I am working on archiving media from our instance with using the Python-API, but it seems the sg.download_attachment() function has a habit of getting stuck. Is there something I am doing wrong to cause this? If it threw an error I could at least handle the error and continue but this issue means that I basically have to supervise the script to restart it every so often to archive a large number of versions.
Not sure about the causes but perhaps you can try running that bit in a coroutine and giving it a timeout?
or send it as a Deadline job with a timeout?
I have not used async in Python before, so I tried to add a timeout to the download with asyncio.timeout(), but that didnt seem to work. It doesnt seem to actually stop the download at all.
Here is my download function:
async def downloadVersion(downloadLink, filepath):
async with asyncio.timeout(30):
sg.download_attachment(
{"type": downloadLink["type"], "id": downloadLink["id"]},
file_path=filepath,
)
and here is how I call it
if not os.path.exists(filePath) and versions:
try:
await downloadVersion(downloadLink, filePath)
except asyncio.TimeoutError:
logger.error(
f"Download for {versionName} timed out at {datetime.datetime.now()}. Full path: {filePath}"
)
except Exception as error:
logger.error(
f"Error {error} of type {type(error)} happened at {datetime.datetime.now()}"
)
I also am not sure what you mean by “send it as a Deadline job with a timeout?”, could you elaborate on that?
At this point I am considering just using requests inside python to get more control over the download.
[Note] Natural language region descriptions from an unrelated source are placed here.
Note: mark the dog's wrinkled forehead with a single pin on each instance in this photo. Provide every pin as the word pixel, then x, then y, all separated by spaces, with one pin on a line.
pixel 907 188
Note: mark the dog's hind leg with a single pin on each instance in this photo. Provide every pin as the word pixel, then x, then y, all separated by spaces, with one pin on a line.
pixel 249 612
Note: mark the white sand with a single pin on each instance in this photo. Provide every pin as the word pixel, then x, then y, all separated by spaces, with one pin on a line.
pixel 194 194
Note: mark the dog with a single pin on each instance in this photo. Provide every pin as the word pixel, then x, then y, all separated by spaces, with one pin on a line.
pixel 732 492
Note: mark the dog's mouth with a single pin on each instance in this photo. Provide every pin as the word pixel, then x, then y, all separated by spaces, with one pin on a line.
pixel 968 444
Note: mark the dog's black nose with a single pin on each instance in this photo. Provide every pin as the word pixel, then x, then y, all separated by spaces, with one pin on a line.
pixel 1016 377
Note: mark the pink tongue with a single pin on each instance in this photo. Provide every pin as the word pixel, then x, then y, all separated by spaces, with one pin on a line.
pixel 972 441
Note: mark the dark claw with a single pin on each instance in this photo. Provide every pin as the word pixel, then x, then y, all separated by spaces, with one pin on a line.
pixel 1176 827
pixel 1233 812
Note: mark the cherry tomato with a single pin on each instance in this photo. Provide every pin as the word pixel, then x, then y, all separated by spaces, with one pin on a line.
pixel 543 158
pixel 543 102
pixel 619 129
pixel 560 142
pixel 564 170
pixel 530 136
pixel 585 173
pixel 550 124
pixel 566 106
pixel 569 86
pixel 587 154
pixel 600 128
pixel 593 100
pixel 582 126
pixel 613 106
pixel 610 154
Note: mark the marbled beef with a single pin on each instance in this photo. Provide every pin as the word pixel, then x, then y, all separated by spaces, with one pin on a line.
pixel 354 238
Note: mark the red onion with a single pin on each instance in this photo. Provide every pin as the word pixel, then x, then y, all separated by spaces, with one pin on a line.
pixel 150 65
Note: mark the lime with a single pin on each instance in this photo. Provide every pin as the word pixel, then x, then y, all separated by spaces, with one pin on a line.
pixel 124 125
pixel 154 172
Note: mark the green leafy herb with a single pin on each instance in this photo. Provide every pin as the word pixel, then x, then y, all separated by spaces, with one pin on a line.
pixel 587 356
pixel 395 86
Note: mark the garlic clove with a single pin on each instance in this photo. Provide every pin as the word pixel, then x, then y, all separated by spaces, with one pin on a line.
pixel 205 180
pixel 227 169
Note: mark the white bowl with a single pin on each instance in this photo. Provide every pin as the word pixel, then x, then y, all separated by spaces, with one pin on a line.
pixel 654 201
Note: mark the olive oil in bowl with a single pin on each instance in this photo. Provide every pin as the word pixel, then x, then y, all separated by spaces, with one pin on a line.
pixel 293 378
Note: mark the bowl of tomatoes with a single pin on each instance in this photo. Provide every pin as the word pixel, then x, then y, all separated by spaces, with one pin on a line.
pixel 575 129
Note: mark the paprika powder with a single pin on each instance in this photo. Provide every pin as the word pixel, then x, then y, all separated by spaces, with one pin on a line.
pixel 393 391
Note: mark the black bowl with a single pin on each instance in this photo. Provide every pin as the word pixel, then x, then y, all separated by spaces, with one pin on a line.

Deadline is a render farm manager, maybe you run something different, but its easy to send lots of jobs to it and get your downloads done that way without having a failure of one affect everythying else.
I believe you can give your await
a timeout.
Alright. I did try that, but it didnt seem to work well either. I ended up solving this by just downloading the files directly with the requests library and building timeout and retry logic around the download myself.